As I read though the 113-page collection of short mini comics written by Jeremy Massie, and drawn by who the heck knows, as it doesn’t list an artist anywhere in the book (I’m going to assume also Jeremy) one thing kept popping up in my mind: “Why don’t I care more?”
It’s not that the story itself is bad; more so underwhelming. Maybe I just expected more from a story about a super hero deadbeat dad trying to rekindle a relationship with his long lost daughter, but I think with a concept like “superhero deadbeat dad,” expecting a little more drama plot and character development isn’t too much to ask. Vera at times doesn’t even seem to understand why she’s there. While reading, I kept asking myself, “Why did Vera even bother contacting her dad? Did she want to confront him? Rekindle a relationship? Someone please tell me so I can make some freaking sense of what’s going on and actually give a crap!” Her motive is never clear, and throughout the comic she flip-flops from curious daughter to psycho bitch more than a bipolar John Kerry. It left me feeling a little confused until I eventually just stopped trying to make sense of it.

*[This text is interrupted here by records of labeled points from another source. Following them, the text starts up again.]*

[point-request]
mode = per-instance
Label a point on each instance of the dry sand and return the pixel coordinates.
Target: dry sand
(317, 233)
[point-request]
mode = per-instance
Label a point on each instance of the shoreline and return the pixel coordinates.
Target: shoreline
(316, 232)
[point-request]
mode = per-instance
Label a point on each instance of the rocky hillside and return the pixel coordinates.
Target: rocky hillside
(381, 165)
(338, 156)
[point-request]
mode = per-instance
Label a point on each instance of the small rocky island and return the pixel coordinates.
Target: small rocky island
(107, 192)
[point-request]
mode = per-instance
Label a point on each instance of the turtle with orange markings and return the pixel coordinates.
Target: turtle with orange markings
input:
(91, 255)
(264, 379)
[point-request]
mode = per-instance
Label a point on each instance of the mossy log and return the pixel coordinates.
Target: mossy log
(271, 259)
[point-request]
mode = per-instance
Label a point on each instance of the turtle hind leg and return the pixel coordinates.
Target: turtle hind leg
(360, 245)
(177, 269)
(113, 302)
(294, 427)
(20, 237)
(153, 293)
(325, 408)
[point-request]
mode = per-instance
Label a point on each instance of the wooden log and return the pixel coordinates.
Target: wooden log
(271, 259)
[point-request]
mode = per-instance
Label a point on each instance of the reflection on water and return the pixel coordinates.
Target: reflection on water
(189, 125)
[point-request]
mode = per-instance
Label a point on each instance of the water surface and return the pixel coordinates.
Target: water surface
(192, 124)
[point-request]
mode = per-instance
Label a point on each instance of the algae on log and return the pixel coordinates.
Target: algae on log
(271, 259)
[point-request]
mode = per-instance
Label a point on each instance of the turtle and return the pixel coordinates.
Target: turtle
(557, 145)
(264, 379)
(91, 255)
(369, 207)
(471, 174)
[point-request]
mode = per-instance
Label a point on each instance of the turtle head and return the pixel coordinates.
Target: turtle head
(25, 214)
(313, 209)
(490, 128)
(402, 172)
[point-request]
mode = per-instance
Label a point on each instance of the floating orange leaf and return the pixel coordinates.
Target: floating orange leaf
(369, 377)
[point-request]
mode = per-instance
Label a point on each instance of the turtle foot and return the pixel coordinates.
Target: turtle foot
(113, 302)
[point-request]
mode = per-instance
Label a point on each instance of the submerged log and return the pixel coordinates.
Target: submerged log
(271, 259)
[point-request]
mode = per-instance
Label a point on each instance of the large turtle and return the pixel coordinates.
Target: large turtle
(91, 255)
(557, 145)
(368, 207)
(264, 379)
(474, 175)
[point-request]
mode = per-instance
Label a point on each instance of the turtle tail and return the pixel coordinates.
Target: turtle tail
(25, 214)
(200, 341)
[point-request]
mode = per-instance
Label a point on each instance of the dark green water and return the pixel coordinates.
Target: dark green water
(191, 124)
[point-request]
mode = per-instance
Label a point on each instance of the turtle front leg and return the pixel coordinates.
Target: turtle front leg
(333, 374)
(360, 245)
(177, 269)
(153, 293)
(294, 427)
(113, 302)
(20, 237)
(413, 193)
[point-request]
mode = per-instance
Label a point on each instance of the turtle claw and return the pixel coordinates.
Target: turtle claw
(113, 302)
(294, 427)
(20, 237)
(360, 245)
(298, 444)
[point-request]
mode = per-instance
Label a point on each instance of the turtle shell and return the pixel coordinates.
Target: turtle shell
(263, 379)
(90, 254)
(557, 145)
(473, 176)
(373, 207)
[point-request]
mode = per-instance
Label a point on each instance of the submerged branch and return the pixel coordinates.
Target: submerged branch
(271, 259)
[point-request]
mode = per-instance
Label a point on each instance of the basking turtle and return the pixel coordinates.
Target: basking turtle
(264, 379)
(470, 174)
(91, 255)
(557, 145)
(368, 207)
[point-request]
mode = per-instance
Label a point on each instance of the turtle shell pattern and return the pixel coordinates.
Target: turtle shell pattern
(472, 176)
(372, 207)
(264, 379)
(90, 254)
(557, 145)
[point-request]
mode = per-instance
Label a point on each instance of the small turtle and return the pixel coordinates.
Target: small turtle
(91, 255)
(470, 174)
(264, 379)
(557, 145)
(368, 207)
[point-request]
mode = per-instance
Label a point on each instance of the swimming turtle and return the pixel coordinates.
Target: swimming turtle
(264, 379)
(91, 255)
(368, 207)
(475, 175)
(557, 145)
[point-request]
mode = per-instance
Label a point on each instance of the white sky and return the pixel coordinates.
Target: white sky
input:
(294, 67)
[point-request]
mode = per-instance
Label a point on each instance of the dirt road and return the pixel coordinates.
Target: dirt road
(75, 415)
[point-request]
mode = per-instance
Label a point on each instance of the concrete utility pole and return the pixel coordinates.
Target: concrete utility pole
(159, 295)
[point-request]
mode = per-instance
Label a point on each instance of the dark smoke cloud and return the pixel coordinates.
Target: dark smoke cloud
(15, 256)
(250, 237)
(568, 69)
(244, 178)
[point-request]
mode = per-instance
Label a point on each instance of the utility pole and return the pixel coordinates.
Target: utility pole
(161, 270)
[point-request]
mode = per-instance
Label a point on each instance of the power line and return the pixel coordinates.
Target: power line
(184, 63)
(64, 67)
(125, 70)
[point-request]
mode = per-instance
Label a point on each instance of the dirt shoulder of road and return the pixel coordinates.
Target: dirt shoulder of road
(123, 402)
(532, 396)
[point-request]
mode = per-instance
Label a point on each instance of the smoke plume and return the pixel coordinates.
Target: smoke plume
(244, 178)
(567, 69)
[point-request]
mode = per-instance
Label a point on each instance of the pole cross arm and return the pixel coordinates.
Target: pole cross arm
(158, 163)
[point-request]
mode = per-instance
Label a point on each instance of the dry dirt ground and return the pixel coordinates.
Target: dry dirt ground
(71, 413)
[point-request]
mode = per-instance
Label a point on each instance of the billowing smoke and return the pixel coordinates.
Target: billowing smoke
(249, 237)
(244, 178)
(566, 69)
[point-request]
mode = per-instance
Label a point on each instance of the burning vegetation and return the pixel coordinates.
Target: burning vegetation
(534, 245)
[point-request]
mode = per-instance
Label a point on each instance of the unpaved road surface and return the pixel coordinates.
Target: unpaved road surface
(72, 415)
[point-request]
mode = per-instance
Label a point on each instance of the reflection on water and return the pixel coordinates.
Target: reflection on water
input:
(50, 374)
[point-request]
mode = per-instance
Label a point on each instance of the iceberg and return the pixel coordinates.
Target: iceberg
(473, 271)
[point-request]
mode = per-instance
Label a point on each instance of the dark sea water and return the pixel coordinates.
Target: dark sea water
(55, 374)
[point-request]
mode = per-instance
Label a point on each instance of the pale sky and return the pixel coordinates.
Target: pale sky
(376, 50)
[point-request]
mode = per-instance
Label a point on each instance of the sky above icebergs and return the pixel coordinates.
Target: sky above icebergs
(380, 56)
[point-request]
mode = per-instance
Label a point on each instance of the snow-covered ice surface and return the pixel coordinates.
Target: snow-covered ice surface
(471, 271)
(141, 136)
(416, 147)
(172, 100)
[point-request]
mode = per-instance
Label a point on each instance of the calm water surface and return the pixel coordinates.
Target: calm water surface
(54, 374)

A part of me just wished it was more detailed and gritty. It’s almost like the author wanted to discuss a controversial topic but was afraid to actually commit to it and go all out. Things are hinted at, but that’s the problem. The exposition and character development are (for the most part) glanced over like an instruction manual that comes with a lamp. To be fair; I’m sure if it had the subject matter and content of my dreams the comic would read more like Watchmen and come in a nice child-resistant plastic bag — which is something I’m sure the author didn’t want.
Even with the above nit-picky complaints, I still enjoyed The Deadbeat. It has original premises I think a lot of readers can associate with, considering the divorce rate in America is around 40%. The art is simple but well executed, and I’m happy to say Mr. Massie isn’t a practitioner of “Where the hell am I?” syndrome, an artistic disorder where artists fails to draw backgrounds for 80% of the comic’s panels.
The Deadbeat graphic novel was intended to compile four mini comics, and it does so very well. If you’re looking for super detailed characters and drawn out stories that need 110+ issues to explain, then this might not be for you; however, if you’re looking for a short sweet comic with a good heart, moral, and a point of view that’s seldom explored in comics then check out The Deadbeat. You could spend 6 dollars on a lot worse (Wrath of the Titans, for example *Shudder*.) Just make sure that 6 dollars isn’t coming out of any child support payments.